By definition, deflationary means that the asset’s supply is designed to decrease over time. So, by that explanation, the newly minted BTC every day (currently ~450 BTC/day) does not put the cryptocurrency into that category. Someone would argue that BNB should be there since it has a burning mechanism to reduce the overall supply from 200,000 to 100,000.
Ethereum also made some progress on that matter, but that’s a different and rather controversial topic (and it doesn’t really work as promised, at least not always).

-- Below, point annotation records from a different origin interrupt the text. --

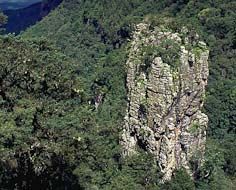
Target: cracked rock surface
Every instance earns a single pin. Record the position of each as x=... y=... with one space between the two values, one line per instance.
x=165 y=99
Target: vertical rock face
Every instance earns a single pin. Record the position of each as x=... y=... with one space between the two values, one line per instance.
x=166 y=78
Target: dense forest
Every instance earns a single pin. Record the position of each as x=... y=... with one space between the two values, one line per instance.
x=63 y=97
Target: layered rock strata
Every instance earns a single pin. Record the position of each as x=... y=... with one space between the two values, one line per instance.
x=165 y=99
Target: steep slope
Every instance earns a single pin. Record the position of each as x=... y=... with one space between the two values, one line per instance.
x=86 y=132
x=20 y=19
x=166 y=80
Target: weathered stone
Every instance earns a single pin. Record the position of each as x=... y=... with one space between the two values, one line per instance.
x=164 y=109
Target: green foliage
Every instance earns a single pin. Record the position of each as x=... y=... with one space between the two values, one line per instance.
x=181 y=181
x=52 y=133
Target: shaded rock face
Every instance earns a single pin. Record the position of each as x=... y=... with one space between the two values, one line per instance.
x=165 y=99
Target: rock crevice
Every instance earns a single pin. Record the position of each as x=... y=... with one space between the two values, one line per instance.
x=166 y=78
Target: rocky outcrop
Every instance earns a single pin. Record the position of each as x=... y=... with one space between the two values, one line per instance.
x=166 y=78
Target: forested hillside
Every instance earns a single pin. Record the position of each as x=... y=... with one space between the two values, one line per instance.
x=63 y=97
x=21 y=18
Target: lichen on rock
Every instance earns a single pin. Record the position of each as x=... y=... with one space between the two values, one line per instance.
x=166 y=78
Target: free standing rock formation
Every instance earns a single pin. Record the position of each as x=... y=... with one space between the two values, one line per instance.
x=166 y=78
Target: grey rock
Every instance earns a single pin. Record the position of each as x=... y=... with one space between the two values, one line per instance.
x=165 y=101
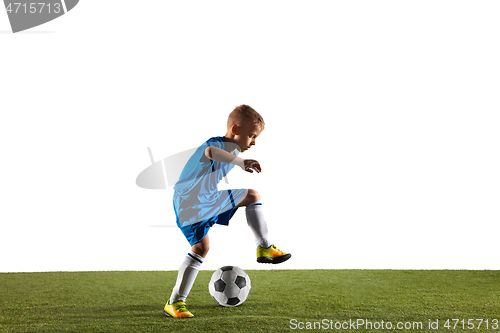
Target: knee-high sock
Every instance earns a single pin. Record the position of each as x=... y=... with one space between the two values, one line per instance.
x=256 y=222
x=186 y=276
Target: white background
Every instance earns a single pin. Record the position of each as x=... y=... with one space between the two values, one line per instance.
x=381 y=147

In BTC’s case, though, there’s one big (un)spoken hero who deserves a big “thank you” from Bitcoin Maxis, according to CryptoQuant’s chief exec, Ki Young Ju (even though he deleted the original post with the thank you note). In the updated one, he explained that Michael Saylor, through the company he co-founded, has turned Bitcoin into a deflationary asset because the entity is “buying BTC faster than it’s mined.”
CQ’s CEO determined that Strategy’s strategy (yeah, we get how it sounds) not to sell at any cost has turned its massive stash of over 555,000 BTC into an illiquid supply. This means that MSTR’s holdings are equal to -2.23% annual deflation rate for bitcoin. The percentage could be even higher when we examine other “stable institutional holders” who have incorporated the HODL strategy.
The company began its massive accumulation spree in September 2020 when it was called MicroStrategy and Saylor was still CEO. At a time when bitcoin was fighting to stay above $10,000 (yes, one zero less than now), the NASDAQ-listed business intelligence software firm bought 21,454 BTC via 78,388 off-chain transactions.
In the following year, the cryptocurrency’s price skyrocketed to an all-time high of almost $70,000. The company kept buying. Then, the asset plunged deep below $20,000 following the FTX crash as well as many other industry blow-offs. The firm continued accumulating, even though its stash was now well in the red.
The 2024 US elections only strengthened Strategy’s conviction, and the firm now owns 555,450 BTC , valued at almost $58 billion at current prices. This puts its holdings in an unrealized profit state of nearly $20 billion.